Big and small numbers in The Physical World

Work with numbers big and small to estimate and calculate various quantities in physical contexts.
Exploring and noticing Working systematically Conjecturing and generalising Visualising and representing Reasoning, convincing and proving
Being curious Being resourceful Being resilient Being collaborative

Think about how best to approximate these things from the physical world around us. You will need to make some estimations and find information from friends or other sources, as would any scientist! Take care to represent all of your answers using a sensible number of decimal places and be sure to note all of your assumptions clearly.

 

  1. Light travels at $c=3\times 10^8$ metres per second. How fast in this in miles per hour?
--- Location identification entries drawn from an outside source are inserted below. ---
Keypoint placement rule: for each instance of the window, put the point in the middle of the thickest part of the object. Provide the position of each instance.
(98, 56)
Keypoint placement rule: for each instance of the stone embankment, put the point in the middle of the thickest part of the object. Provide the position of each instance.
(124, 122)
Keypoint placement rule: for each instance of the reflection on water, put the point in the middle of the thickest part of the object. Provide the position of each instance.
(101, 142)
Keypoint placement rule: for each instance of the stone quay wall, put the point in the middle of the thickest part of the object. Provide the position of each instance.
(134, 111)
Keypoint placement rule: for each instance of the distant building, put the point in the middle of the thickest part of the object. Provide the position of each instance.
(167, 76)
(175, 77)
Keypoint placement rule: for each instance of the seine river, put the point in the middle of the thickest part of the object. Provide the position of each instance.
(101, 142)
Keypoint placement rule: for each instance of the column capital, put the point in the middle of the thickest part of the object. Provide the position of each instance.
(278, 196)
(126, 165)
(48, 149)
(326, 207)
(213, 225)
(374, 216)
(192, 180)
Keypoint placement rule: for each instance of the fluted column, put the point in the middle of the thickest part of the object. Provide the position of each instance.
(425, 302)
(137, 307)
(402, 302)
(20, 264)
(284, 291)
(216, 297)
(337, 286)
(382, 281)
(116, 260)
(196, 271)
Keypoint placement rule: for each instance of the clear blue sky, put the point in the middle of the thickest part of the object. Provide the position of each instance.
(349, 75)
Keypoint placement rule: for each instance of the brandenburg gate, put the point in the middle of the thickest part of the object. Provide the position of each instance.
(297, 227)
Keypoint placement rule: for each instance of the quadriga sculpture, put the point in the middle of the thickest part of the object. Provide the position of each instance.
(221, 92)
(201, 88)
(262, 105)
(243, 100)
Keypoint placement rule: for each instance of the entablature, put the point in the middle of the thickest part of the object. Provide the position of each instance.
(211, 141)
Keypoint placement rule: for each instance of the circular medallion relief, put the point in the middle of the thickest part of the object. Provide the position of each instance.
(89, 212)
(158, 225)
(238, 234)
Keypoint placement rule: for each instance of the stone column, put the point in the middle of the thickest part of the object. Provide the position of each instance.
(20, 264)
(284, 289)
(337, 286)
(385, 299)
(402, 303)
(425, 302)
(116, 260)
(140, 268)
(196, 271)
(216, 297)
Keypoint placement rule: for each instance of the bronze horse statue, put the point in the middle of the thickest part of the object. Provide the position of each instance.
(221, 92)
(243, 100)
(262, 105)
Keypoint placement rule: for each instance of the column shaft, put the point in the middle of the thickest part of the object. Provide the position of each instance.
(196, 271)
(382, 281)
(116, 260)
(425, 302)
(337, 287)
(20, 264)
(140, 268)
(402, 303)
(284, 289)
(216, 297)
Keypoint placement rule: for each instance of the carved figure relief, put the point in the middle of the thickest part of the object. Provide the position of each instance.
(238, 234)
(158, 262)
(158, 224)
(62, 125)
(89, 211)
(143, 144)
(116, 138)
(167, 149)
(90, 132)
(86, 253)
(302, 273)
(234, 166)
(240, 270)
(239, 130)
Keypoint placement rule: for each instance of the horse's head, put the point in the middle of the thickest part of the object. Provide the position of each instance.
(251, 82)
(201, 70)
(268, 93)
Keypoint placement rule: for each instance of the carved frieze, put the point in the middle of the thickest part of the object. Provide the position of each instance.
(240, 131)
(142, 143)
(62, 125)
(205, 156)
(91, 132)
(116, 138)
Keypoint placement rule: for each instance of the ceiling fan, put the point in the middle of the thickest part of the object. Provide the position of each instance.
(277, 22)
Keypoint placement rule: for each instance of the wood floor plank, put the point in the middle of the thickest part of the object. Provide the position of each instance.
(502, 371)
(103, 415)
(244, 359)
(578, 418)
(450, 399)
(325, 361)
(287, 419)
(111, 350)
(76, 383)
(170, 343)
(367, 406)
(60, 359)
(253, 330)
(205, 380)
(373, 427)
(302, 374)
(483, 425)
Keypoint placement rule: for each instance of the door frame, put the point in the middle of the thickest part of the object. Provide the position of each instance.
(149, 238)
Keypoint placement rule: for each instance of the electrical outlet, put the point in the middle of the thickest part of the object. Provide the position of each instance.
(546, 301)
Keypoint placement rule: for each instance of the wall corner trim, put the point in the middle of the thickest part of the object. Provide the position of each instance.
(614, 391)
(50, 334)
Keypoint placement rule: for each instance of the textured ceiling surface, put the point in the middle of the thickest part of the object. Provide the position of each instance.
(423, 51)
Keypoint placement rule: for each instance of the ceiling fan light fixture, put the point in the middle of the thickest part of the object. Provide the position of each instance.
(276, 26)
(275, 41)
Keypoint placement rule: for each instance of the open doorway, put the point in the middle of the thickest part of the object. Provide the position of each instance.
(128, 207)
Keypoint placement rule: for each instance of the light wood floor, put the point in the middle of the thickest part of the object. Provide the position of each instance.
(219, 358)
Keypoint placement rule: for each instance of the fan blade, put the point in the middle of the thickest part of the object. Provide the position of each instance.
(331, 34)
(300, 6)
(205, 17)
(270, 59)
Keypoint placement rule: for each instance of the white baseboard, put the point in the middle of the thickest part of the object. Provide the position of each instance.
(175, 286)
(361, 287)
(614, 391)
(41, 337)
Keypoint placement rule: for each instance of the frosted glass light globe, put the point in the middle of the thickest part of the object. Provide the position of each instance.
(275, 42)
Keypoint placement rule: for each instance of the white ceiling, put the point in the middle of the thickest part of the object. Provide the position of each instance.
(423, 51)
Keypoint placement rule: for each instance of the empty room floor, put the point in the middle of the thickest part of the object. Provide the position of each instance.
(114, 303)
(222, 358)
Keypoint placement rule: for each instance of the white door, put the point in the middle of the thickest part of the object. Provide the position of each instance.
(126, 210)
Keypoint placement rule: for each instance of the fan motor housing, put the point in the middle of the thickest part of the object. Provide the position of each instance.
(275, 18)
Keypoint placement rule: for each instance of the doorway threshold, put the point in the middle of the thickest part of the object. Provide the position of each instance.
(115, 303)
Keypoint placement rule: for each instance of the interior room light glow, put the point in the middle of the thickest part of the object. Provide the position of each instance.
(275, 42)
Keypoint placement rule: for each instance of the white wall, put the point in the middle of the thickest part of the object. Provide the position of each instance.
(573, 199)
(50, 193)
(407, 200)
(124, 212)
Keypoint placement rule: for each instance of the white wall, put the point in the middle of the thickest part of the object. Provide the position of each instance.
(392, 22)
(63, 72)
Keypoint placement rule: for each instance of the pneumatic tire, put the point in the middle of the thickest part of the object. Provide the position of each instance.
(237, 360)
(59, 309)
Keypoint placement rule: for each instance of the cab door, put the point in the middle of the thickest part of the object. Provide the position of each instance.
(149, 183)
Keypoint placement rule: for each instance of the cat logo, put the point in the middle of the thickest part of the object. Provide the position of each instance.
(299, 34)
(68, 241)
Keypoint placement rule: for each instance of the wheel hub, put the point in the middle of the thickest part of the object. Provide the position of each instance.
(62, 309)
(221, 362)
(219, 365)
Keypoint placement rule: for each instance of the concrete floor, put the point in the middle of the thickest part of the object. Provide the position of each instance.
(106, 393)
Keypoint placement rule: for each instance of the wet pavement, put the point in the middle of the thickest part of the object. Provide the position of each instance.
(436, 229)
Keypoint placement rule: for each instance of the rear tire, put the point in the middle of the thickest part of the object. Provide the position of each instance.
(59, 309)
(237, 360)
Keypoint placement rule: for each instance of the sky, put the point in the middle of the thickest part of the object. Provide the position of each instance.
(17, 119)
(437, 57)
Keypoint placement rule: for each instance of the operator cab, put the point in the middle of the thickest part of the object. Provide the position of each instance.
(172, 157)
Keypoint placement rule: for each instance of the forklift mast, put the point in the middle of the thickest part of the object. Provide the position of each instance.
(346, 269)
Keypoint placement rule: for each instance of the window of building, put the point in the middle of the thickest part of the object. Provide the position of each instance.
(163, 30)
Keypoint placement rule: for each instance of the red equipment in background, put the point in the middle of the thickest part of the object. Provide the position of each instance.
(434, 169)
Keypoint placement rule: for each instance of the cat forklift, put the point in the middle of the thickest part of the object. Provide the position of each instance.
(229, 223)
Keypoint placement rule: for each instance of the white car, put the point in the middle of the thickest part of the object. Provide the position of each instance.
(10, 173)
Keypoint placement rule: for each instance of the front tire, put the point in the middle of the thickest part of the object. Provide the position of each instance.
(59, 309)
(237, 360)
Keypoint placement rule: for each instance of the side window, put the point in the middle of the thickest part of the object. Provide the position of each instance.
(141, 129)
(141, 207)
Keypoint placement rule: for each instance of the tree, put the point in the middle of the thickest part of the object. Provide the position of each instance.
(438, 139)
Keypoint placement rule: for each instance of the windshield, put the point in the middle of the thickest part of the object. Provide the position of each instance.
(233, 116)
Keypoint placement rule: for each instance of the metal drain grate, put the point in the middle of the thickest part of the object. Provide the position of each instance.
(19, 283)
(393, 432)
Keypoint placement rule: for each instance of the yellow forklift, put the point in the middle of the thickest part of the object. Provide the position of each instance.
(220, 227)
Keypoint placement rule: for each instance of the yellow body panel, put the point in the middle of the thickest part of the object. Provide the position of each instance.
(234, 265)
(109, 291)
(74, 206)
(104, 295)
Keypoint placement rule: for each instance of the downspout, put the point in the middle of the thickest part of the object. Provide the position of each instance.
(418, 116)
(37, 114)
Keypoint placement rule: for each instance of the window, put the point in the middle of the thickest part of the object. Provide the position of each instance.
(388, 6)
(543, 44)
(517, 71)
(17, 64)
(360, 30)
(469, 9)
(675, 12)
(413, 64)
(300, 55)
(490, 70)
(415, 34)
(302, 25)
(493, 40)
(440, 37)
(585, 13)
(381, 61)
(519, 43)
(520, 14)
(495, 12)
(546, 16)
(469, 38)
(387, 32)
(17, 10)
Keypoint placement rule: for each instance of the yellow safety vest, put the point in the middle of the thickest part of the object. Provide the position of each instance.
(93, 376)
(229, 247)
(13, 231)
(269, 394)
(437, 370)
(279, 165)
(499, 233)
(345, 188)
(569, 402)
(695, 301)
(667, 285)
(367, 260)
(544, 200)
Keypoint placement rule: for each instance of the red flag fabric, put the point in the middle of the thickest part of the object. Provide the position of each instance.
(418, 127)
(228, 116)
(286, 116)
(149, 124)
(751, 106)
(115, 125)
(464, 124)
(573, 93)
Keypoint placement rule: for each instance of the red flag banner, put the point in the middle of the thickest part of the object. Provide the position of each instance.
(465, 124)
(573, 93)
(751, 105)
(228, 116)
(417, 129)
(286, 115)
How many times faster is this than a sports car?
  2. The Milky Way is a spiral galaxy with diamater about 100,000 light years and thickness about 1000 light years. There are estimated to be between 100 billion and 400 billion stars in the galaxy. Estimate the average distance between these stars. 
  3. Density of lead $11.34$g/cm$^3$. How big would a tonne of lead be?
  4. Estimate the mass of ore it takes to produce a roll of aluminum kitchen foil.
  5. How many AA batteries contain enough charge between them to run a laptop for an hour?
  6. Estimate how many atoms there are in a staple.
  7. Einstein's equation tells us that the enegy $E$ stored in matter equals $mc^2$, where $m$ is the mass and $c$ is the speed of light. How much energy is contained in the staple from question 6? How long could this energy run your laptop for?
  8. How much energy would it take to raise the air temperature of the room you are in by 1$^\circ$C? How much gas must be burned to produce this much energy? What is the cost of that much gas?


NOTES AND BACKGROUND

An obvious part of the skill with applying mathematics to physics is to know the fundamental formulae and constants relevent to a problem. By not providing these pieces of information directly, you need to engage at a deeper level with the problems. You might not necessarily know all of the required formulae, but working out which parts you can and cannot do is all part of the problem solving process!